Paragraph 2 (e) of the first amendment provides: “The monthly payment set forth in Paragraph 2 (a) hereof shall be adjusted on June 30, 1985, and
Paragraph one of the second amendment provides: “Commencing on June 30, 1985, and on each anniversary date thereof throughout the term of the Lease, an adjustment shall be made so that the rent paid by Lessee to Lessor over the previous twelve month period shall equal the rent actually due Lessor for said period, pursuant to Paragraph 5 of the Lease. In the event that the rent due Lessor exceeds the amount paid by Lessee dining said period, then the amount of such excess rent due Lessor shall be added to the amount of the next monthly payment. In the event that the amount of rent paid by Lessee exceeds the rent due Lessor for said period, then Lessee shall deduct from its next monthly rental payment the amount of said excess payment, provided however, that in the event that the excess payment exceeds the amount of rent due Lessor for the next monthly payment, the excess over the amount of the next monthly payment shall bear interest at the rate of 10% per annum commencing upon the adjustment date, unless Lessor pays the amount of such excess payment to Lessee prior to the date of the next monthly payment.”

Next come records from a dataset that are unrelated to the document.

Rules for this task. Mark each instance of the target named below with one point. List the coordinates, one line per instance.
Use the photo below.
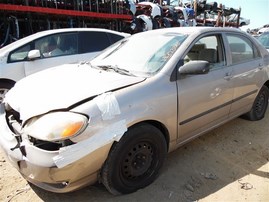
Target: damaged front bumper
(38, 165)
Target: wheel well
(161, 127)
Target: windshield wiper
(115, 69)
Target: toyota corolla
(115, 118)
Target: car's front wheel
(135, 160)
(5, 86)
(260, 105)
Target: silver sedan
(115, 118)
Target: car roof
(37, 35)
(192, 30)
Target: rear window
(93, 41)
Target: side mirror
(33, 54)
(194, 67)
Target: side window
(209, 48)
(57, 45)
(241, 49)
(20, 54)
(114, 37)
(92, 41)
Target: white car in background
(242, 21)
(34, 53)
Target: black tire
(5, 86)
(134, 162)
(260, 105)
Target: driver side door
(204, 100)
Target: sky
(255, 10)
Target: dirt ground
(230, 163)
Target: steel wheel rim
(137, 161)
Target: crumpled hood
(62, 86)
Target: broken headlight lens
(56, 126)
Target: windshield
(264, 40)
(141, 54)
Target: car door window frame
(22, 56)
(237, 49)
(221, 60)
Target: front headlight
(56, 126)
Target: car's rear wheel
(5, 86)
(135, 160)
(260, 105)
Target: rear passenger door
(204, 100)
(245, 61)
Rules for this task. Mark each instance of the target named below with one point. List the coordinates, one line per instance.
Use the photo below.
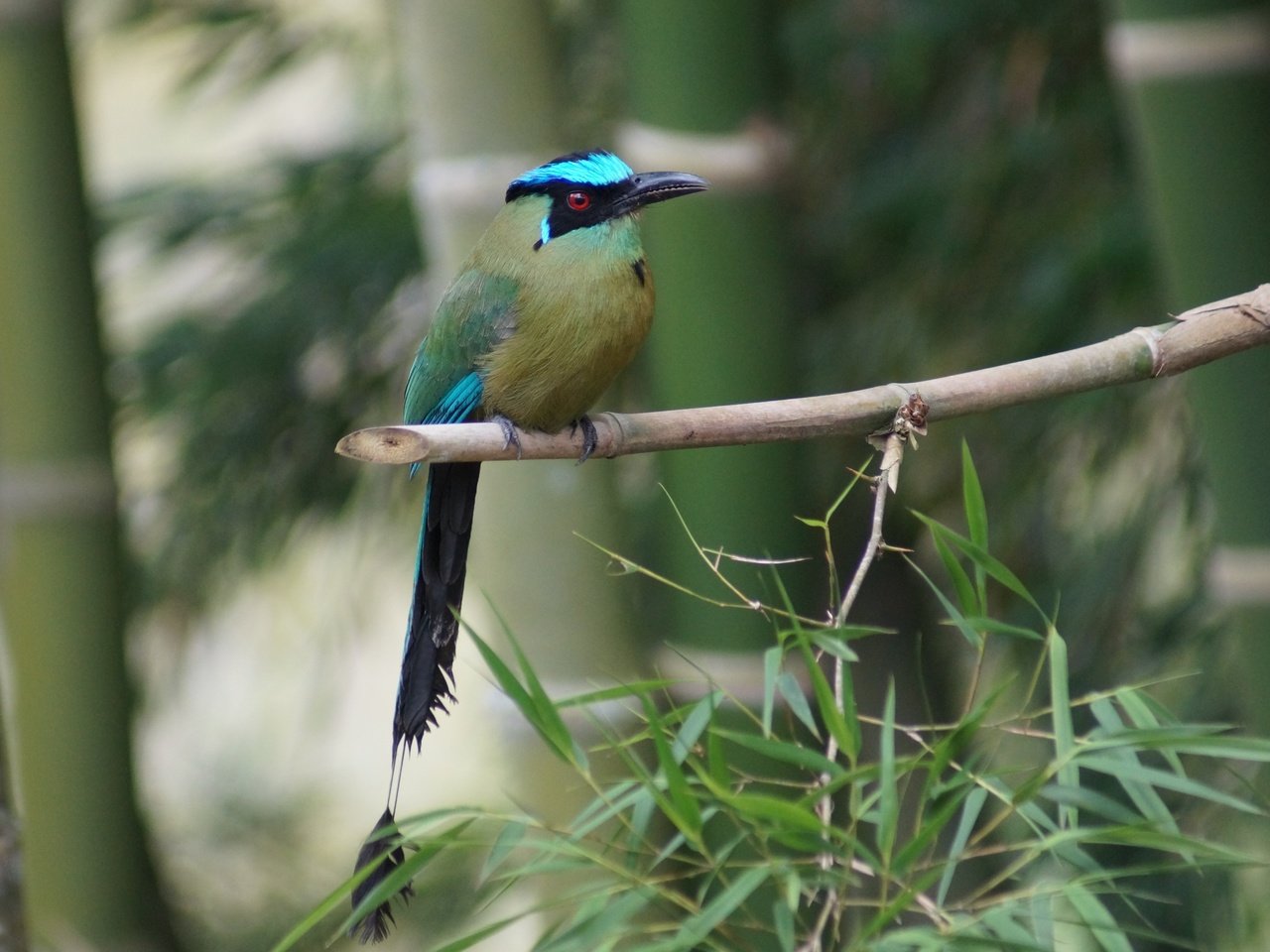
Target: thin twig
(1201, 335)
(910, 420)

Pequot acknowledged that it would still owe Brunelle the triple net charges.
In view of our decision on the defendants’ first claim and the reasoning used to reach that decision, it is not necessary to reach her second and third claims. We agree with the trial court that the lease did not provide for a minimal monthly rent of $4000, and we agree with the trial court’s logical reasoning as to the claims involving equitable estoppel and mistake.

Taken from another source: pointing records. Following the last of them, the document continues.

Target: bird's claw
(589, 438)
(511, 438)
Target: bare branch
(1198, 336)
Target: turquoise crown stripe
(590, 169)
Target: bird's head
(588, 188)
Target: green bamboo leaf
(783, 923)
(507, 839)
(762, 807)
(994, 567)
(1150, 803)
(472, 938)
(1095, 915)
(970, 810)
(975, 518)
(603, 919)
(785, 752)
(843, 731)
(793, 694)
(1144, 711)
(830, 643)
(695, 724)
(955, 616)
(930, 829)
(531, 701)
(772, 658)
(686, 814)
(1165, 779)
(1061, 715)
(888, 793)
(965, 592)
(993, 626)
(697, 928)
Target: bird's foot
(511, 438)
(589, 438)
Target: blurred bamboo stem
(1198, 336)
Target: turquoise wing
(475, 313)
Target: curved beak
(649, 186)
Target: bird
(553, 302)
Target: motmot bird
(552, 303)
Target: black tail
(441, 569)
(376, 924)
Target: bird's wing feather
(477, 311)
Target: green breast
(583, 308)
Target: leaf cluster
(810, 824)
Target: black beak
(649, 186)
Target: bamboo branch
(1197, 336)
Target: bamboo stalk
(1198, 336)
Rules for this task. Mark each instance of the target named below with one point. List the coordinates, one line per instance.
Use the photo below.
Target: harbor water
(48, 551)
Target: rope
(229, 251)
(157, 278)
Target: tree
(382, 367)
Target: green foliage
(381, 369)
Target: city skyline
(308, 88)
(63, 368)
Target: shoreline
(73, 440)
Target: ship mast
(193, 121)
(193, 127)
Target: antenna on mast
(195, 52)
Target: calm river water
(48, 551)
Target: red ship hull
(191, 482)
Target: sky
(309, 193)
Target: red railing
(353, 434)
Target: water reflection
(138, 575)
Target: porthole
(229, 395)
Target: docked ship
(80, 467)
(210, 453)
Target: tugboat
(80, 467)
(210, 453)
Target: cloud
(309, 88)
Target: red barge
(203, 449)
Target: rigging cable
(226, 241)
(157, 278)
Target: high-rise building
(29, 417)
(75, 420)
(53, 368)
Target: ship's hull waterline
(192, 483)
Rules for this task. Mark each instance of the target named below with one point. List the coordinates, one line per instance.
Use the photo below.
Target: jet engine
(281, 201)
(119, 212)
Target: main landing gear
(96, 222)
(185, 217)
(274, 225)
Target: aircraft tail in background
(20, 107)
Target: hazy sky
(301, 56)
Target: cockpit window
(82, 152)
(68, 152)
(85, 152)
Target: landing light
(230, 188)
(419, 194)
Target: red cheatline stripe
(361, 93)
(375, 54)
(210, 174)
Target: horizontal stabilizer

The subletting clause of the lease provides: “Assignment of Sublease. Lessee shall not assign this Lease nor sublet the premises without the written consent of the Lessor, which consent shall not be unreasonably withheld; it being understood, however, that the Lessee may, at any time, assign this Lease or sublet all or any part of the premises to a corporation or corporations in which the Lessee is the holder of a majority of said corporation’s issued and outstanding voting stock; and further, that the Lessee may sublet roof-top space or facilities for advertising purposes, subject to reasonable requirements of the Lessor. But no assignment or subletting shall release the Lessee from the performance of its obligations herein contained, and Lessee shall remain fully liable under this Lease.”
The lessee is permitted by the terms of the lease to remove fixtures from the leased premises.

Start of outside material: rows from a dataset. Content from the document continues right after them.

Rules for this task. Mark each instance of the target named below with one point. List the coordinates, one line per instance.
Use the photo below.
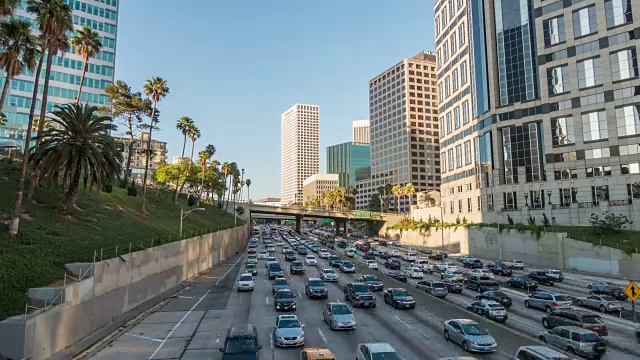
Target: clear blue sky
(235, 65)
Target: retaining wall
(118, 285)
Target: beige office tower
(460, 196)
(300, 150)
(361, 131)
(403, 111)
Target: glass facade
(351, 161)
(516, 51)
(102, 17)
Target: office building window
(589, 73)
(467, 152)
(628, 121)
(594, 126)
(558, 80)
(562, 132)
(584, 21)
(554, 31)
(617, 12)
(624, 64)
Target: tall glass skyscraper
(351, 161)
(102, 17)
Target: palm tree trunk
(35, 172)
(17, 207)
(5, 89)
(143, 205)
(184, 145)
(84, 72)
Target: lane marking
(191, 310)
(143, 337)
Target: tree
(19, 51)
(54, 21)
(156, 88)
(184, 125)
(80, 140)
(87, 43)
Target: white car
(311, 260)
(414, 272)
(372, 264)
(245, 282)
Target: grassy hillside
(47, 240)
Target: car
(347, 267)
(398, 276)
(284, 300)
(547, 301)
(288, 332)
(371, 264)
(469, 336)
(414, 272)
(576, 340)
(399, 298)
(328, 275)
(603, 303)
(279, 283)
(359, 294)
(245, 282)
(316, 288)
(369, 351)
(372, 282)
(339, 316)
(241, 342)
(575, 317)
(435, 288)
(498, 296)
(251, 268)
(489, 309)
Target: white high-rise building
(299, 151)
(361, 131)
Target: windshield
(341, 310)
(288, 324)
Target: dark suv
(359, 295)
(241, 343)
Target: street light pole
(184, 214)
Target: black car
(284, 300)
(522, 282)
(497, 296)
(296, 268)
(241, 343)
(398, 276)
(541, 277)
(393, 264)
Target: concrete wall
(118, 285)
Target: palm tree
(80, 139)
(19, 50)
(410, 190)
(398, 192)
(184, 125)
(54, 21)
(156, 88)
(87, 43)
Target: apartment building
(299, 151)
(459, 195)
(556, 93)
(403, 111)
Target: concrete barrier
(117, 286)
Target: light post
(184, 214)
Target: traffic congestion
(333, 298)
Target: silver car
(604, 303)
(339, 316)
(469, 336)
(288, 331)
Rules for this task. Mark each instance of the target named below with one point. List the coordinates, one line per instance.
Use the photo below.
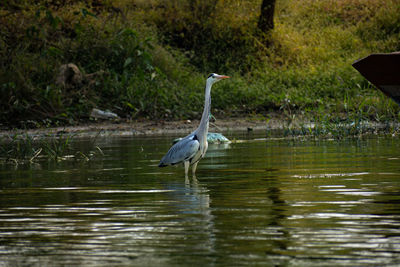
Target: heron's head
(213, 78)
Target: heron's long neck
(202, 130)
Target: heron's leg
(194, 167)
(186, 163)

The defendants’ counterclaim for a declaratory judgment requested settlement of the following questions:
"a. whether it would be a breach of the implied covenant of good faith and fair dealing contained in the Lease, as amended, for Pequot to cease operations of the Premises during the Extended Term, absent bankruptcy; and
“b. whether it would be a breach of the implied covenant of good faith and fair dealing in the Lease, as amended, for Pequot to cease paying the minimum monthly rental payment of $4,000.00 per month during the Extended Term, absent bankruptcy.”